L’automne commençait. Je me levais à six heures ; je passais au manège ; je déjeunais. J’avais heureusement alors la rage du grec : je traduisais l’Odyssée et la Cyropédie jusqu’à deux heures, en entremêlant mon travail d’études historiques. À deux heures je m’habillais, je me rendais chez mon frère ; il me demandait ce que j’avais fait, ce que j’avais vu ; je répondais : « Rien. » Il haussait les épaules et me tournait le dos.

Un jour, on entend du bruit au dehors ; mon frère court à la fenêtre et m’appelle : je ne voulus jamais quitter le fauteuil dans lequel j’étais étendu au fond de la chambre. Mon pauvre frère me prédit que je mourrais inconnu, inutile à moi et à ma famille.

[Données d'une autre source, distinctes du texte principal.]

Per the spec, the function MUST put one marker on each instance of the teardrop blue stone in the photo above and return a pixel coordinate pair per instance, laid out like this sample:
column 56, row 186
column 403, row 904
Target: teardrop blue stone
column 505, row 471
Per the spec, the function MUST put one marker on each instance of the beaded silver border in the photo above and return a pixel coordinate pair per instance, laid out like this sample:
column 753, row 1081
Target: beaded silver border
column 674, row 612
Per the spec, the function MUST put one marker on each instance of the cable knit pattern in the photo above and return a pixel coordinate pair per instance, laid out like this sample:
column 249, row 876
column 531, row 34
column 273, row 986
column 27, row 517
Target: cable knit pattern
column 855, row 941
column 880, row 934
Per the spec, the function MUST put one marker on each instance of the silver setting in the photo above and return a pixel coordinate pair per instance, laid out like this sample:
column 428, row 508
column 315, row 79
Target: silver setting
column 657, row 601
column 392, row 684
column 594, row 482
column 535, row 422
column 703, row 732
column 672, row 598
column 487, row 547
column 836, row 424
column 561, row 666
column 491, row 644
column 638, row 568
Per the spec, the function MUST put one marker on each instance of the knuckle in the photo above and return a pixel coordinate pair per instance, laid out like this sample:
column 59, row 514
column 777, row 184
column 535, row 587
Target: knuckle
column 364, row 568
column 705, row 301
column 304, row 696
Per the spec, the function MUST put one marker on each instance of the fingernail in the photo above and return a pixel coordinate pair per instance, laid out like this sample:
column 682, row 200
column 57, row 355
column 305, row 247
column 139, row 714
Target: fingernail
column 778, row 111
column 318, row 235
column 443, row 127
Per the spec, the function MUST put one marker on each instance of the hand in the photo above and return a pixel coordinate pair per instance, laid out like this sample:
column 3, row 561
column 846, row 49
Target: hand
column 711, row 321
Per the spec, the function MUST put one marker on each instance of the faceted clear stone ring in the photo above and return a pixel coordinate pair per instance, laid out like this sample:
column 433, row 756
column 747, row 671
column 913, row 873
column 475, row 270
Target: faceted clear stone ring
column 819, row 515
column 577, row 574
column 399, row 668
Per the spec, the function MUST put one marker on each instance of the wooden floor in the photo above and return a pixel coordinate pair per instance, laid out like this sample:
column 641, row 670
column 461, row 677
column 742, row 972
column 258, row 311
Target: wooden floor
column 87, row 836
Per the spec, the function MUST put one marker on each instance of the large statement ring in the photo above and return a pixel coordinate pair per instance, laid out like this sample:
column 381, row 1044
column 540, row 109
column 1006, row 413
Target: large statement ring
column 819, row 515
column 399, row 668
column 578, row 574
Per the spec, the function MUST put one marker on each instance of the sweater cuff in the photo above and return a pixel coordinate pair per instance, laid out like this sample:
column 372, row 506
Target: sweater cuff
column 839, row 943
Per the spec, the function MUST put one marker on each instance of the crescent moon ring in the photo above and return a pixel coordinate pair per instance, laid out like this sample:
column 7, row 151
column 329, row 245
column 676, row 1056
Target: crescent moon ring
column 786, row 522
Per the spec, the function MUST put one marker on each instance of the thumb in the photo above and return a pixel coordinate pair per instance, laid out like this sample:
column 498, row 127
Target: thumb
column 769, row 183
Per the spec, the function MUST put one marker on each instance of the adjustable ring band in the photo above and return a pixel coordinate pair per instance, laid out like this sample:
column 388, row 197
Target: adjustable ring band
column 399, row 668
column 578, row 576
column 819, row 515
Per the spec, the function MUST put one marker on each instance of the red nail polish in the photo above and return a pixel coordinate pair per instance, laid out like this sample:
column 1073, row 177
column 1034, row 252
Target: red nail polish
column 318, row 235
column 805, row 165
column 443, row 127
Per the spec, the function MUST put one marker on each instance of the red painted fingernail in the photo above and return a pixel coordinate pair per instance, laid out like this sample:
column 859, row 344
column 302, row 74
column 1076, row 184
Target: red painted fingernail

À quatre heures, je rentrais chez moi ; je m’asseyais derrière ma croisée. Deux jeunes personnes de quinze ou seize ans venaient à cette heure dessiner à la fenêtre d’un hôtel bâti en face, de l’autre côté de la rue. Elles s’étaient aperçues de ma régularité, comme moi de la leur. De temps en temps elles levaient la tête pour regarder leur voisin ; je leur savais un gré infini de cette marque d’attention : elles étaient ma seule société à Paris.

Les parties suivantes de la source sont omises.